Consider a scenario where you wish to communicate with a device on your network. This device may be a server of some sort or just another workstation you need to share files with. The application you are using to initiate the communication is already aware of the IP address of the remote host (via DNS, covered in Chapter 7), meaning the system should have all it needs to build the layer 3 through 7 information of the packet it wants to transmit. The only piece of information it needs at this point is the layer 2 data link data containing the MAC address of the target host.


MAC addresses are needed because a switch that interconnects devices on a network uses a Content Addressable Memory (CAM) table, which lists the MAC addresses of all devices plugged into each of its ports. When the switch
receives traffic destined for a particular MAC address, it uses this table to know through which port to send the traffic. If the destination MAC address is unknown, the transmitting device will first check for the address in its cache; if it is not there, then it must be resolved through additional communication on the network.

The resolution process that TCP/IP networking (with IPv4) uses to resolve an IP address to a MAC address is called the Address Resolution Protocol (ARP), which is defined in RFC 826. The ARP resolution process uses only two packets: an ARP request and an ARP response (see Figure 6-1).

TIPS: An RFC, or Request for Comments, is the official document that defines the implementation standards for protocols. You can search for RFC documentation at the RFC Editor home page, http://www.rfc-editor.org/.

The transmitting computer sends out an ARP request that basically asks, “Howdy everybody, my IP address is XX.XX.XX.XX, and my MAC address is XX:XX:XX:XX:XX:XX. I need to send something to whoever has the IP address
XX.XX.XX.XX, but I don’t know its hardware address.

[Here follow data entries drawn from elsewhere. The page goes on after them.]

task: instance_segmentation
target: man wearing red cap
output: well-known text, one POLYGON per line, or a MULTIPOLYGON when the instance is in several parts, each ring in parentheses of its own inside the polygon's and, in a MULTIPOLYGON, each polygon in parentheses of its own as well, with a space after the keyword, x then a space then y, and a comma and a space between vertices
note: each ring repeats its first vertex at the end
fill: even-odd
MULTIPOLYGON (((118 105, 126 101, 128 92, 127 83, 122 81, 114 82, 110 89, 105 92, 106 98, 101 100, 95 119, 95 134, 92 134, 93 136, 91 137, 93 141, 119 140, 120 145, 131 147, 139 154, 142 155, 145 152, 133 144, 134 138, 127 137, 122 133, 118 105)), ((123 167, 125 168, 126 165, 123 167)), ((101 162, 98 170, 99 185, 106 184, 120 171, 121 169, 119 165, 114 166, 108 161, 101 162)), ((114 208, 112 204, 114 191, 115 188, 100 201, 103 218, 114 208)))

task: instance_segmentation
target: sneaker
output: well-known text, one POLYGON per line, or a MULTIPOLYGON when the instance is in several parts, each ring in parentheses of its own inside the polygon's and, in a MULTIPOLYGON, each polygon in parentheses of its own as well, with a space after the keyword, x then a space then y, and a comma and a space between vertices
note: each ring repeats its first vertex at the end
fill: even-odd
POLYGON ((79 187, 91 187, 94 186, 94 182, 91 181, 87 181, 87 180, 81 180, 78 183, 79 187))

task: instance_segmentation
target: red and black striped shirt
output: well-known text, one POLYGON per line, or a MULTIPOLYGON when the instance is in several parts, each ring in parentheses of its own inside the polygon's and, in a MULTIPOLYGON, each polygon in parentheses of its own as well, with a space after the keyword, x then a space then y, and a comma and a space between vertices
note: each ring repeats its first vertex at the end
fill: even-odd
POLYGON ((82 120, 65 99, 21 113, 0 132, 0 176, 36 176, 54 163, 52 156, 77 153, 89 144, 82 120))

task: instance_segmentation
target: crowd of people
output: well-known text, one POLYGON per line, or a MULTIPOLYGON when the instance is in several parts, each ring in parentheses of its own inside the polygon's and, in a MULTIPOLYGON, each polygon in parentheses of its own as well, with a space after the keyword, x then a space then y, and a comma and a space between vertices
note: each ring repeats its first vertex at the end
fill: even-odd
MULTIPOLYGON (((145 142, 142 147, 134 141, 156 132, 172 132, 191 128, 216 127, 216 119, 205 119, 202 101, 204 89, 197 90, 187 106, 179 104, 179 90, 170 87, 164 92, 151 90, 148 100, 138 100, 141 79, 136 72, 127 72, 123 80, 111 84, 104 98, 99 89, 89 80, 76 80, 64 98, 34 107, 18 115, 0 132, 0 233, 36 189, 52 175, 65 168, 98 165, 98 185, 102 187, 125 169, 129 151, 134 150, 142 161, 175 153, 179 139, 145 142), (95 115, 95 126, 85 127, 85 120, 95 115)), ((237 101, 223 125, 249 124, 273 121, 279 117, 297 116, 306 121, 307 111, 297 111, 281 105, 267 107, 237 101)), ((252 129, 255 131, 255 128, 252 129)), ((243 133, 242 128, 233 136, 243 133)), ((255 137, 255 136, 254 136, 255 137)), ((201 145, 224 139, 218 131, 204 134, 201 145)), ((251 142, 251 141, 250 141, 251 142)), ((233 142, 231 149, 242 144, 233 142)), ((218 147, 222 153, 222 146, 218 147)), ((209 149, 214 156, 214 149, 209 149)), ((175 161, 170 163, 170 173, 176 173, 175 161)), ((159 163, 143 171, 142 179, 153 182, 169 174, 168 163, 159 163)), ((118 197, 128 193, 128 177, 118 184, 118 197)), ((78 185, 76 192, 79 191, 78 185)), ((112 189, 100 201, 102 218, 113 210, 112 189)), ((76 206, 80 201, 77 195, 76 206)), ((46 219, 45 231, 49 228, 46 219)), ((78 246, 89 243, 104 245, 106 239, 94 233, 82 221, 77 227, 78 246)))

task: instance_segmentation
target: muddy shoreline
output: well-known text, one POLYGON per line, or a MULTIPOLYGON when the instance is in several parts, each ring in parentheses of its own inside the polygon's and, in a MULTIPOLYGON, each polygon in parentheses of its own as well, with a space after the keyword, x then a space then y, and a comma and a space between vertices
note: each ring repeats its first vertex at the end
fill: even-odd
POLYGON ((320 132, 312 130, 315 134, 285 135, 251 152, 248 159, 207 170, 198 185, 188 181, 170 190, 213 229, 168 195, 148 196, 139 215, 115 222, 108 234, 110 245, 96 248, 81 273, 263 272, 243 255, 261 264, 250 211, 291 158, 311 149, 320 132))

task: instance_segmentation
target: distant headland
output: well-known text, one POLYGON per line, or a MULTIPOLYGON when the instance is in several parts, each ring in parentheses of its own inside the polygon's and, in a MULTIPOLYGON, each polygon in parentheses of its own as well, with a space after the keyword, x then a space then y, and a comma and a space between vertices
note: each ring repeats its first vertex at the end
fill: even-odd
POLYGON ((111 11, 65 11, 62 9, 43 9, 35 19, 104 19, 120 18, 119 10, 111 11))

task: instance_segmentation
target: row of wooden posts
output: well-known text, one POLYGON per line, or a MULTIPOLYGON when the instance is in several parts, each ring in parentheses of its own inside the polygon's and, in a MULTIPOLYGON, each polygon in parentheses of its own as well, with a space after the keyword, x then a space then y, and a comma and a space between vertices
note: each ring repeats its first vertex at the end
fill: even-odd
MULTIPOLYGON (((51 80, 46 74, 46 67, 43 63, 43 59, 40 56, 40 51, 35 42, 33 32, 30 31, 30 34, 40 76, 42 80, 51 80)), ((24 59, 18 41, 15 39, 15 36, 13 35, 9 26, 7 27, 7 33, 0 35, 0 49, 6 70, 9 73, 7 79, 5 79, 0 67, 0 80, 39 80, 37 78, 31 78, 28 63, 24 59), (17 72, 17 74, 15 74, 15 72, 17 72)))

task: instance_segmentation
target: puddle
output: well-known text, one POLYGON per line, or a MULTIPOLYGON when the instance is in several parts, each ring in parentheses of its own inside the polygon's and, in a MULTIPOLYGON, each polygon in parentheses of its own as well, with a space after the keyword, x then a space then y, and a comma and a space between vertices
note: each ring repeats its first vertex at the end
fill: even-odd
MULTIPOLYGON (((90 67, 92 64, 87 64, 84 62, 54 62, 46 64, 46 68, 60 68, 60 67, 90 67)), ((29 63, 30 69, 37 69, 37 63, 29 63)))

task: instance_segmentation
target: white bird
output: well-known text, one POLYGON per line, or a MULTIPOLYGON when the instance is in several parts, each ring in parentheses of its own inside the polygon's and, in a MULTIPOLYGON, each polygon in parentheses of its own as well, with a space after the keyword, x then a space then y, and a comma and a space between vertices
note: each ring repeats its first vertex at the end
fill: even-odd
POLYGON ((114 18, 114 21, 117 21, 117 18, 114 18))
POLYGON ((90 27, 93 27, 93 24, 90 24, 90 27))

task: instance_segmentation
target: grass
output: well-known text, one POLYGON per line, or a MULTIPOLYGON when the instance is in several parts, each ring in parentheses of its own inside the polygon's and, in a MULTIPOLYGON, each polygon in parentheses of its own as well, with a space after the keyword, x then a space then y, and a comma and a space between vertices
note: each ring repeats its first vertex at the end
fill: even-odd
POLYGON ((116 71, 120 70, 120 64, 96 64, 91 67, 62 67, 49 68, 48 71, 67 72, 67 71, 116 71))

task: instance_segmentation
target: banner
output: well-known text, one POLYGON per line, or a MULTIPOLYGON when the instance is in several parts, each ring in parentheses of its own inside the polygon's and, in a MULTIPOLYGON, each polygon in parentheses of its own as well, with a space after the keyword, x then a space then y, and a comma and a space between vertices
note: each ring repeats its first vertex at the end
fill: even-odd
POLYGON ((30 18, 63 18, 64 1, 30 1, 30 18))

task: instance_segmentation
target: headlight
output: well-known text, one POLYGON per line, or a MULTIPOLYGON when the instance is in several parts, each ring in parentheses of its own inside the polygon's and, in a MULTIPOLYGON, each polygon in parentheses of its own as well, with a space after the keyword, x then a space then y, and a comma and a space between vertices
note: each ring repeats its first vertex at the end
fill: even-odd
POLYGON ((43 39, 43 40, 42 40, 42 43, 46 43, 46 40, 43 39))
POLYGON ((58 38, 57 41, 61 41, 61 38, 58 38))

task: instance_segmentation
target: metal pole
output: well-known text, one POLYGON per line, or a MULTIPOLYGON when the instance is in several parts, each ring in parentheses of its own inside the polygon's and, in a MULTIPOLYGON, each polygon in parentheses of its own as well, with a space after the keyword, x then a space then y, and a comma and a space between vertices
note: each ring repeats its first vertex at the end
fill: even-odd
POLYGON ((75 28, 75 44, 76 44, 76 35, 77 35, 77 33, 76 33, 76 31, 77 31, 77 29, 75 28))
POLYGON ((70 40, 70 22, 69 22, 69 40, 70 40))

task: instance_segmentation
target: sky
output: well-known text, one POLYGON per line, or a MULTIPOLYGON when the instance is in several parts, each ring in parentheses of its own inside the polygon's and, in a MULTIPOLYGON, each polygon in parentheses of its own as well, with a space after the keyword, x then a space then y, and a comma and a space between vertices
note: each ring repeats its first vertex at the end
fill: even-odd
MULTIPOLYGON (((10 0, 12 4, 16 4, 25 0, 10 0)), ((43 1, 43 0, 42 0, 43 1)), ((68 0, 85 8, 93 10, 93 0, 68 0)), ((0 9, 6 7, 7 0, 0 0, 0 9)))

Will whoever has this IP address please respond back with your MAC address?”
 

This packet is broadcast to every device on the network segment. Any device that does not have this IP address simply discards the packet. The device that does have this IP address sends an ARP reply with an answer like, “Hey, transmitting device, I’m who you are looking for with the IP address of XX.XX.XX.XX. My MAC address is XX:XX:XX:XX:XX:XX.”
 

Once this resolution process is completed, the transmitting device updates its cache with the MAC-to-IP address association of this device, and it can begin sending data.

TIPS: You can view the ARP table of a Windows host by typing arp –a from a command prompt.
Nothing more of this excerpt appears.